Monday, February 19, 2018

Cinacalcet - USA

On Feb. 17, 2018, U.S. District Judge Randolph D. Moss of District of Columbia granted FDA’s renewed motion & denied pediatric exclusivity to Amgen’s Sensipar drug.

Amgen brought this action to challenge the decision of the Food and Drug Administration (“FDA”) denying Amgen pediatric exclusivity for its drug, Sensipar (cinacalcet hydrochloride). In an earlier opinion and order, the Court granted the FDA summary judgment on all but one of Amgen’s claims: its claim that the agency’s denial of pediatric exclusivity for Sensipar was inconsistent with its decision to grant pediatric exclusivity for Johnson & Johnson’s drug Ortho Tri-Cyclen [Amgen Inc. v. Hargan, --- F. Supp. 3d ---, 2018 WL 581006 (D.D.C. Jan. 26, 2018)]. As to that claim, the Court concluded that the FDA had failed to offer a “reasoned explanation” for why it reached a “disparate outcome” with respect to Ortho TriCyclen. On remand, the FDA reaffirmed its Sensipar decision and explained why, in its view, this result was consistent with its decision on Ortho Tri-Cyclen. The FDA issued an addendum to its Remand Decision, again concluding that its Sensipar and Ortho Tri-Cyclen decisions were not inconsistent. Amgen has now renewed its motion for summary judgment on the grounds that the FDA’s latest explanation is inadequate and that its denial of pediatric exclusivity for Sensipar thus remains arbitrary and capricious.

The FDA denied Amgen’s request for pediatric exclusivity for Sensipar because Amgen’s studies did not, in the agency’s view, “fairly respond” to the written request. According to the FDA, Amgen’s studies did not fully comply with the requirements of the written request: for one of the studies, the written request required a minimum of fifteen patients ages 28 days to < 6 years, but only four patients completed the study and in the FDA’s view, Amgen’s data did not yield “clinically meaningful” information on cinacalcet’s safety in that age group—a key objective of the written request.
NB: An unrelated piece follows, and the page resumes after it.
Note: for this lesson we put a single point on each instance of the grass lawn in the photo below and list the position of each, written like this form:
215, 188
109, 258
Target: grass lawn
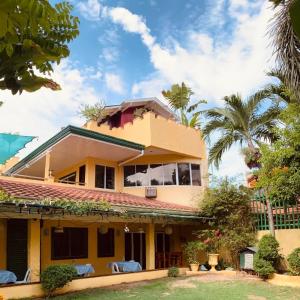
190, 288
FDA granted exclusivity for Ortho Tri-Cyclen because the agency “decided” that the Ortho Tri-Cyclen studies, unlike the Sensipar studies, “met the enrollment criteria in the [written request] at the time of the [exclusivity] decision.”

Court held that in the FDA’s scientific judgment at the time of the relevant decisions, the Ortho Tri-Cyclen studies met the terms of the written request, and the Sensipar studies did not. Whether the FDA was, in fact, correct in determining that the Ortho Tri-Cyclen study subjects met the DSM-IV criteria is not the relevant question. All that matters for present purposes is whether the FDA applied an interpretation of “fairly respond” to Amgen that differed from the standard it applied to Johnson & Johnson, and the agency has reasonably explained that it did not do so. Court further held that Amgen has not met its burden of demonstrating that the FDA applied different standards. The Court, accordingly, satisfied that the FDA has offered a reasoned—and reasonable—basis for distinguishing the Ortho Tri-Cyclen precedent.

Applying these principles here, the Court concluded that the FDA has offered a reasoned explanation for why it reached different outcomes in response to the Ortho Tri-Cyclen and Sensipar applications for pediatric exclusivity. Thus For the reasons stated above, the Court DENIED Amgen’s renewed motion for summary judgment and GRANTED the FDA’s renewed motion for summary judgment.